That's a pretty strong difference. Playing the game, "one of these things is not like the other" should be pretty easy for someone to do: the South is heavily skewed against Obama.
Of course, the South is heavily skewed against the national Democratic party, something that has been increasingly the case ever since the Southern Democrats swapped allegiances and became Republicans In other words, from 1968 onward; arguably the only reasons why Democrats won in the South during 1976 and 1994 was because the candidates were former Southern governors (indeed, in 2008, Obama only won three Southern states: Virginia, North Carolina, and Florida, and Florida is, arguably, not really a Southern state).
However, let's back up a little bit here. Just how large is the South as a population area? Well, according to the 2010 US Census, here are the breakdowns of regions for non-Hispanic Whites (including working and non-working class):
Region 2010 Population
West 38.0 million
Midwest 52.1 million
Northeast 38.0 million
South 68.7 million
This does put the greatest number of whites in the South, and it's likely that the ratios for white collar and blue collar whites is similar throughout the regions (or at least I'll assume that they are).

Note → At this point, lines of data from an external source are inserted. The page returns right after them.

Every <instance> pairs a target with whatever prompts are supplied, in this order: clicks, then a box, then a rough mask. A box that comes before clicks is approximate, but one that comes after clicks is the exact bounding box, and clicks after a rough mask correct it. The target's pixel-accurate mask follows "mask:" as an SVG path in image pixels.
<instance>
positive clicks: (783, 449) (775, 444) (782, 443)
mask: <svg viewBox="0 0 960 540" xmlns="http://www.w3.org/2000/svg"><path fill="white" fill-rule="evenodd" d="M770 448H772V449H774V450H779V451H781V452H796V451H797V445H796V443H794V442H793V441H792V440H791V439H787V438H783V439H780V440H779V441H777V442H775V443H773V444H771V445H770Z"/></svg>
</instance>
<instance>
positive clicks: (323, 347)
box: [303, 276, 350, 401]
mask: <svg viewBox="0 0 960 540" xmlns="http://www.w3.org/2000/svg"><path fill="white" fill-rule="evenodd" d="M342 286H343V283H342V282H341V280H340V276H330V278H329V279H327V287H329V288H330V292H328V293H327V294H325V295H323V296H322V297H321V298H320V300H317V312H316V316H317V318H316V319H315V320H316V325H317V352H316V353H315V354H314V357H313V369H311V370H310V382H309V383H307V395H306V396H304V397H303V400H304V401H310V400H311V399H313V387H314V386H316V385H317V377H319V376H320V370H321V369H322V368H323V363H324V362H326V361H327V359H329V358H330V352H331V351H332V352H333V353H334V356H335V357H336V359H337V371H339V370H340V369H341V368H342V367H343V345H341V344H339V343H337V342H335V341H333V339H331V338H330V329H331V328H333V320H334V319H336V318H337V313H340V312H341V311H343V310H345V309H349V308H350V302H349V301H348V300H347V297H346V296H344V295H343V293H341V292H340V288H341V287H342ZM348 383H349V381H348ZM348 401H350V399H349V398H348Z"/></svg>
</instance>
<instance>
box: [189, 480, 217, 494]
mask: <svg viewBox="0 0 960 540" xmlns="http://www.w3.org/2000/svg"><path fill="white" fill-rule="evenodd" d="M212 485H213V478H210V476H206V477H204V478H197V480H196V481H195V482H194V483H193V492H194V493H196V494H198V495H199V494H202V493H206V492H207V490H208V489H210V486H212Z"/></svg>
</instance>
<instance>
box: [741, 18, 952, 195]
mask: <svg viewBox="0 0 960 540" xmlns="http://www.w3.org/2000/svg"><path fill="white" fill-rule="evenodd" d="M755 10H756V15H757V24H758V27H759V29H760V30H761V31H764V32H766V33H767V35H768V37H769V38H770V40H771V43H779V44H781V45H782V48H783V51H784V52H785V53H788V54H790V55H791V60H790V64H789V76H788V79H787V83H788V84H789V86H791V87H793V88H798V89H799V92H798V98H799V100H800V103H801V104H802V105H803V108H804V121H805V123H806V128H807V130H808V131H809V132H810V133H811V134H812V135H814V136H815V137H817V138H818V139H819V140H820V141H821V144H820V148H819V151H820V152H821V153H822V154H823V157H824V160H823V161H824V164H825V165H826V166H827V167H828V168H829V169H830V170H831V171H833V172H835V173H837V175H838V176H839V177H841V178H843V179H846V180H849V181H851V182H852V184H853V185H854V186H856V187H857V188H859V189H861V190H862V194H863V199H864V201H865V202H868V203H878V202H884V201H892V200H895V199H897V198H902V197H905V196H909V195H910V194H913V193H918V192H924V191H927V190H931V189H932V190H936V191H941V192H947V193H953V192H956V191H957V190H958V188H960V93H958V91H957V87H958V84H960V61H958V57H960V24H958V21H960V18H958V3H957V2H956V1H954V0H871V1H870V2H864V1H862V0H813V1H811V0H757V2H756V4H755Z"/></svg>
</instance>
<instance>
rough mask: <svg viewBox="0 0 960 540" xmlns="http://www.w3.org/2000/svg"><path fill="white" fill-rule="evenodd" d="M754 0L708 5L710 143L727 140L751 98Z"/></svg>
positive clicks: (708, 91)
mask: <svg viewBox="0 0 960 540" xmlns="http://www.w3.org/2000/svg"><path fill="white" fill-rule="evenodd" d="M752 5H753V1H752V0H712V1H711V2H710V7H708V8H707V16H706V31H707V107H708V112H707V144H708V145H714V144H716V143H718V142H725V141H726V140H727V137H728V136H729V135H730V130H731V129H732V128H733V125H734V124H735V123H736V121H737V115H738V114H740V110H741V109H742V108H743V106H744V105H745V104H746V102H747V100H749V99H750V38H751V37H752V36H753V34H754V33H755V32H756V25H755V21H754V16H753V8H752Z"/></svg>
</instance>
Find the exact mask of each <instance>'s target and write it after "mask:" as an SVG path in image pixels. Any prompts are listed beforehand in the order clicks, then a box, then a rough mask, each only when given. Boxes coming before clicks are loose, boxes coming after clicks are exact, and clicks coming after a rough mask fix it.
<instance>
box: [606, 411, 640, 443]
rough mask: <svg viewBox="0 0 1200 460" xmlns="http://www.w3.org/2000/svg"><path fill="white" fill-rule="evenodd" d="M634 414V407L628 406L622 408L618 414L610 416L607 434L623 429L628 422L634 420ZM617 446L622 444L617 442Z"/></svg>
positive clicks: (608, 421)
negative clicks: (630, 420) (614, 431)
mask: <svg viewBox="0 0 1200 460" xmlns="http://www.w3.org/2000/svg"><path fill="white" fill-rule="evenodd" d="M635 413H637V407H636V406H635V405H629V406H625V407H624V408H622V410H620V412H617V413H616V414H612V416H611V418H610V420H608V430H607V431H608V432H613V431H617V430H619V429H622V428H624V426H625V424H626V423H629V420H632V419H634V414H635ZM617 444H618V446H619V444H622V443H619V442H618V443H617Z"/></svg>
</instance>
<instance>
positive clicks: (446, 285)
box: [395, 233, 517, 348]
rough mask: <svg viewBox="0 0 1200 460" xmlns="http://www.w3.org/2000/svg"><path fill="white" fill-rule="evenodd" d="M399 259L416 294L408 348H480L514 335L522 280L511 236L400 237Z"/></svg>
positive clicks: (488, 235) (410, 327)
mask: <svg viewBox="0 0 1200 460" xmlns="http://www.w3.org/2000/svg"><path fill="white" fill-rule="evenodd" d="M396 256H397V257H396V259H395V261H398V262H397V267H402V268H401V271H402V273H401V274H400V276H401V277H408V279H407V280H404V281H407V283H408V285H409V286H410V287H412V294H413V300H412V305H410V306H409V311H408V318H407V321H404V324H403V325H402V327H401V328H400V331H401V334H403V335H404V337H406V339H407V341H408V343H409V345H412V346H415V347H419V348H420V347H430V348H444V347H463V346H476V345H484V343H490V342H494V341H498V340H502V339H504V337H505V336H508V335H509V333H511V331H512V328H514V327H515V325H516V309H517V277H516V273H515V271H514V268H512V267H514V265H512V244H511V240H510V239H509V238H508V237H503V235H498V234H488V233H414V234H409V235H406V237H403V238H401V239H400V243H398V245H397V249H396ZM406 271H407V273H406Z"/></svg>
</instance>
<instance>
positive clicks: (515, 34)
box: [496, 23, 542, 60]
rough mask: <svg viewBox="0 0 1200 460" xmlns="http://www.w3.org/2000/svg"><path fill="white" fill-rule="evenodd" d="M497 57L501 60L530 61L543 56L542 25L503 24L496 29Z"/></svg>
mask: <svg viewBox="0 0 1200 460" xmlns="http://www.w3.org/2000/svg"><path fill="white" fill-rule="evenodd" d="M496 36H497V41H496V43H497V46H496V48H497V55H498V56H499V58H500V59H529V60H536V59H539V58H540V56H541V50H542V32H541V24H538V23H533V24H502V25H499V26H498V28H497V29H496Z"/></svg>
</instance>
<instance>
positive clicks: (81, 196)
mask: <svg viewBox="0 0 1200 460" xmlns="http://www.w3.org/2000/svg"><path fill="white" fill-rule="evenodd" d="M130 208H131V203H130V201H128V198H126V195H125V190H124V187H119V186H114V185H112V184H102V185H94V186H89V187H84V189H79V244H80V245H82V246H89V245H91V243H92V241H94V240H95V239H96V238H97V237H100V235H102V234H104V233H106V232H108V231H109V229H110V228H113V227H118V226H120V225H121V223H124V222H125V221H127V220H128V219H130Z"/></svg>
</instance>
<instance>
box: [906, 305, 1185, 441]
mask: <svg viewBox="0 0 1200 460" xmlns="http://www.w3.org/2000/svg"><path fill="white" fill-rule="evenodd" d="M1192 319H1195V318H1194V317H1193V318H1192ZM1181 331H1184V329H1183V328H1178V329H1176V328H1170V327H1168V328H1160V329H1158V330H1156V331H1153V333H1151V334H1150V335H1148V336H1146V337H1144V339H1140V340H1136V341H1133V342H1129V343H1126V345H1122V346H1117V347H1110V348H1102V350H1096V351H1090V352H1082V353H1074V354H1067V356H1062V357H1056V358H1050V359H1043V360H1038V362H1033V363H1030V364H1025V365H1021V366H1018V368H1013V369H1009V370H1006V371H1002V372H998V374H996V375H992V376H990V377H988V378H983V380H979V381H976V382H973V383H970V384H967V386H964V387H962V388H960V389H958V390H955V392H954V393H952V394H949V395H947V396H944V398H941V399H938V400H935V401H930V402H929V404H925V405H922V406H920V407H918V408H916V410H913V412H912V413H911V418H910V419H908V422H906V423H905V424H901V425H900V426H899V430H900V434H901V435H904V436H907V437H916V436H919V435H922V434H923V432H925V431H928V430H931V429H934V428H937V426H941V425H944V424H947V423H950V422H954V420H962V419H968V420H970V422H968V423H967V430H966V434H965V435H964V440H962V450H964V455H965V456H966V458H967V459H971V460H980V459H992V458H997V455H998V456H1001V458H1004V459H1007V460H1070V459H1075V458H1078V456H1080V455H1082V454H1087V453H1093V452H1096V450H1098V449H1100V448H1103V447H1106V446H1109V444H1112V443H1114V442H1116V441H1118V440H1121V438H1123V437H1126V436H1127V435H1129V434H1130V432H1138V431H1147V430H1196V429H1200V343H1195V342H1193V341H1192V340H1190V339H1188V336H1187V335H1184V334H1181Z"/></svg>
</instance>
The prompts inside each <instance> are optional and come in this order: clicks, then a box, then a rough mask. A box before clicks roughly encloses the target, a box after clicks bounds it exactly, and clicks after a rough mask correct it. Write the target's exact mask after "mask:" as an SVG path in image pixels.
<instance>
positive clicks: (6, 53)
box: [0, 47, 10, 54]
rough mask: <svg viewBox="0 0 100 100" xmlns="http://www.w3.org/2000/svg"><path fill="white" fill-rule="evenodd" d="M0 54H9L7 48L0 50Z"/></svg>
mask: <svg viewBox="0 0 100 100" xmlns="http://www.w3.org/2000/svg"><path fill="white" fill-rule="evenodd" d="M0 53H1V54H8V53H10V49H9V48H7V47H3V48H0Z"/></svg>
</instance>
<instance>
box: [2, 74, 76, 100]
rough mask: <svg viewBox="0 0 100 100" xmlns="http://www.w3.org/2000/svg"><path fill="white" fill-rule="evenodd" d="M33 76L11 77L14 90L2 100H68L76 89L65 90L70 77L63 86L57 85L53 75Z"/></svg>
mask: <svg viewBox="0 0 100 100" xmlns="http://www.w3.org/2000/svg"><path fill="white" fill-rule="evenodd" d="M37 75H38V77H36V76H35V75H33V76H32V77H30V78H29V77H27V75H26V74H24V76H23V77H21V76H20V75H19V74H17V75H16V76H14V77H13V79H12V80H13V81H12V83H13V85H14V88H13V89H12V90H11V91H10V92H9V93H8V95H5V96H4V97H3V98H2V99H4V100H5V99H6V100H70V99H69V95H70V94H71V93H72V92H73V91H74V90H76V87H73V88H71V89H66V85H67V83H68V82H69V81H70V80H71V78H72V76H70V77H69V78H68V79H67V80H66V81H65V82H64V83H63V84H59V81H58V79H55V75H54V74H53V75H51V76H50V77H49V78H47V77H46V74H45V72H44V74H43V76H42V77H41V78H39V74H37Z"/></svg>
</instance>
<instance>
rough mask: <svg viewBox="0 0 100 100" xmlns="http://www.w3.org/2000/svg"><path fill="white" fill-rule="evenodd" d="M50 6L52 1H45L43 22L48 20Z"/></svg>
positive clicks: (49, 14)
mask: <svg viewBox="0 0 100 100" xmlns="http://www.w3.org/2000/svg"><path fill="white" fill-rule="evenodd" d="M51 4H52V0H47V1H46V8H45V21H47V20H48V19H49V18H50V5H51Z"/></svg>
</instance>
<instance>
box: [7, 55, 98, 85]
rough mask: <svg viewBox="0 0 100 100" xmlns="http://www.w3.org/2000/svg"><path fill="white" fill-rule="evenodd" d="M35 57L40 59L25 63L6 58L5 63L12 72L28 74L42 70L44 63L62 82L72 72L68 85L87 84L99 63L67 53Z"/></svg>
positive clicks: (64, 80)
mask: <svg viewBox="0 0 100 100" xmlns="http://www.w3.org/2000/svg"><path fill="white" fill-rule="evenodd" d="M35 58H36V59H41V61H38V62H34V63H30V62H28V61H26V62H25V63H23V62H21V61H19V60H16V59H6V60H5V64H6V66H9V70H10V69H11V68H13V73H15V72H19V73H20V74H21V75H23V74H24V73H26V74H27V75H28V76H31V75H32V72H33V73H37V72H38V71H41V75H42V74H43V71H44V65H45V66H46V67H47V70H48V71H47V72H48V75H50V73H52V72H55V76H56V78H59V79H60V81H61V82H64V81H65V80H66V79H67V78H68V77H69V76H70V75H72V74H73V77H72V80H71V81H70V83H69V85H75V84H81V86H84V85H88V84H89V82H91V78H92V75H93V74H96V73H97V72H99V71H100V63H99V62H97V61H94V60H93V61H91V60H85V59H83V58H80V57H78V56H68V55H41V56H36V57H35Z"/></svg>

These numbers mean little for the 2012 election, though, since the South was unlikely to vote for Obama anyway - considering that all but three states in the South voted for Obama in 2008. So, does it matter to Obama's re-election chances that over 60% of Southern White Working class men prefer Romney? It doesn't matter in terms of electoral politics, and that's the hard truth.
Since Obama electoral need for Southern whites is non-existent, based on historical social trends, it would be methodolocially incorrect to include them in your voting trend considerations. Indeed, if we don't include the South, then Obama and Romney suddenly are dead-split for the White vote: 40.75% to Romney and 41.33% to Obama, based on my own rough calculations (using the percentages from here, the regional White populations from here, and assuming that the proportion of working class whites is the same across regions).
In the end, since the Obama re-election team can count on most of the Southern votes going to Romney (save for maybe Virginia, North Carolina, and Florida again), I think that the effect of the massive skew from the South should be removed from the national figures, since it's also skewing the electoral narrative. If we remove the portion of the country that won't vote for another Democratic presidential nominee (at least for the next little while), then we should be comfortable in saying that the narrative that Obama's got electoral worries among White Working Class Americans is - in the context of electoral considerations - a skewed narrative.
Or, to put it in the words of David Weigel (whose analysis is more nicely worded - and nuanced - than mine):
This might be obvious, but I think it gets lost in our daily culture war dialogues. To win the election in a squeaker, Barack Obama needs to win around 39 percent of the white vote. But outside the South, if he's winning, he'll be basically tying Romney with whites or losing them by 2-5 points. He's the first Democrat to win national elections in the post-Dixiecrat era. For generations, the Democratic attitudes of the South made it easier for the party to hold Congress, even as ticket-splitters were voting Republican for president -- Nixon, Reagan, the Bushes. Now it's reversed. A Democrat can lose the deep South in a landslide, but win the presidency, as southern conservatives send a massive crop of Republicans back to the Capitol.